The New Sudoku Players' Forum

by **Red Ed** » Sat Dec 16, 2006 10:11 am

gsf wrote:if you just want a stream of grids try
Code: Select all
sudoku -g -T0x80 -f%v

Much better: 10.68.

Interesting that gsf's program has a very slight preference for creating size-4 unavoidables in near the top left of the grid, over creating them near the bottom right. But with speed like that, who's complaining? ( Actually, for the purposes of this thread, I am

)

by **gsf** » Sat Dec 16, 2006 11:33 am

Red Ed wrote:
gsf wrote:if you just want a stream of grids try
Code: Select all
sudoku -g -T0x80 -f%v
Much better: 10.68.

Interesting that gsf's program has a very slight preference for creating size-4 unavoidables in near the top left of the grid, over creating them near the bottom right. But with speed like that, who's complaining? ( Actually, for the purposes of this thread, I am )

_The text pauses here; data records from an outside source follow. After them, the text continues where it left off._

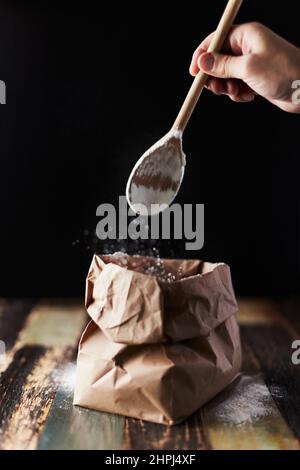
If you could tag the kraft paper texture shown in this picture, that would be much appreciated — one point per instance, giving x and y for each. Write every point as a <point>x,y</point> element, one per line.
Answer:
<point>162,340</point>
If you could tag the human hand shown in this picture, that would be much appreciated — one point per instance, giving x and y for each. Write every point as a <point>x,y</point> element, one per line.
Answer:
<point>254,60</point>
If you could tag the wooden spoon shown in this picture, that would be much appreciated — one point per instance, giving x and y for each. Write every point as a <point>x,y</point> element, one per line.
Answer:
<point>157,176</point>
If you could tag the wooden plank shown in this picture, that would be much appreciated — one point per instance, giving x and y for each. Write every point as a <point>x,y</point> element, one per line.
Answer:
<point>34,370</point>
<point>140,435</point>
<point>245,417</point>
<point>75,428</point>
<point>55,323</point>
<point>27,388</point>
<point>272,348</point>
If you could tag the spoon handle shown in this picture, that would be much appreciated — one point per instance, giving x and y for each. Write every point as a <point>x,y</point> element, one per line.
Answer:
<point>216,44</point>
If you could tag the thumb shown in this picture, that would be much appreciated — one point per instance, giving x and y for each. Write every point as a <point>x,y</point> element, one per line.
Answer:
<point>222,66</point>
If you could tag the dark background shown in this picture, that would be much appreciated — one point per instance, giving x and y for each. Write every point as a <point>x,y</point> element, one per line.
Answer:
<point>88,90</point>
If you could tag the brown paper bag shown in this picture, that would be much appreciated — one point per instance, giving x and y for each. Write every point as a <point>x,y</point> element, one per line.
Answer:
<point>162,339</point>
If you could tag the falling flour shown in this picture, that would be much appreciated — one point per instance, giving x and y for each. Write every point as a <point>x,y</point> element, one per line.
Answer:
<point>247,402</point>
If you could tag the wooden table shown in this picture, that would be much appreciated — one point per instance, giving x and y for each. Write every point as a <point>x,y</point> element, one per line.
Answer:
<point>259,411</point>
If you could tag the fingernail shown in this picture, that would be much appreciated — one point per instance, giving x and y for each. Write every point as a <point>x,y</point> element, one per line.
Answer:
<point>206,62</point>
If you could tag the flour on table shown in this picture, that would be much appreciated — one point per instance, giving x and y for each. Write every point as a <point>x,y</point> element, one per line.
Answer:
<point>247,402</point>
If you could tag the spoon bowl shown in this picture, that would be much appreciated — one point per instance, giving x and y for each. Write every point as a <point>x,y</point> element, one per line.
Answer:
<point>156,177</point>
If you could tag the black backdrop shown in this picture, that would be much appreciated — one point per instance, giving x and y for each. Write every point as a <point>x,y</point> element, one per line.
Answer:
<point>88,90</point>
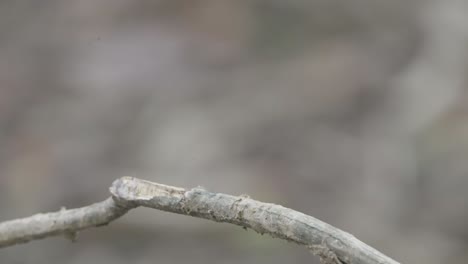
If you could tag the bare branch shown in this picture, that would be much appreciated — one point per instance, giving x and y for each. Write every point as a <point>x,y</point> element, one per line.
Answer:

the generator works in two stages
first stage generates a valid solution grid (81 clues)
it starts with a full pencilmark grid and selects a random cell with >1 candidates
and then selects a random candidate in that cell and makes it a clue
pencilmarks are propagated and invalid grids are tossed
at the 27th clue assignment the grid is solved with unique solution check enabled
unique solutions are sent to the second stage, otherwise the first stage is restarted

second stage fills an empty grid using clues from the solution grid
no validation is needed because the clues are taken from a valid solution grid
after 16 clues are filled (might as well do a < 17 clue stab) the singles backtrack solver
is used to check for unique solution

so at least some of the bias is in stage 1, in at least 2 places
the magic "27" was chosen to minimize the number of (heavyweight) solver calls
vs the number of (lightweight and amortized) pencilmark validations

its also goofy to throw out multi-solution puzzles in a solution grid search
since two valid solution grids are tossed -- it should take the first solution
as a gift and pass that on to the second stage
I'll rectify that but I won;t be able to update www until monday

as for upper-left vs lower right bias, isn't that an automorphism wash?
i.e., the grids could be randomly permuted to eliminate that, no?

the "random" selections are based on a 64 bit PRNG (cycle 2^64)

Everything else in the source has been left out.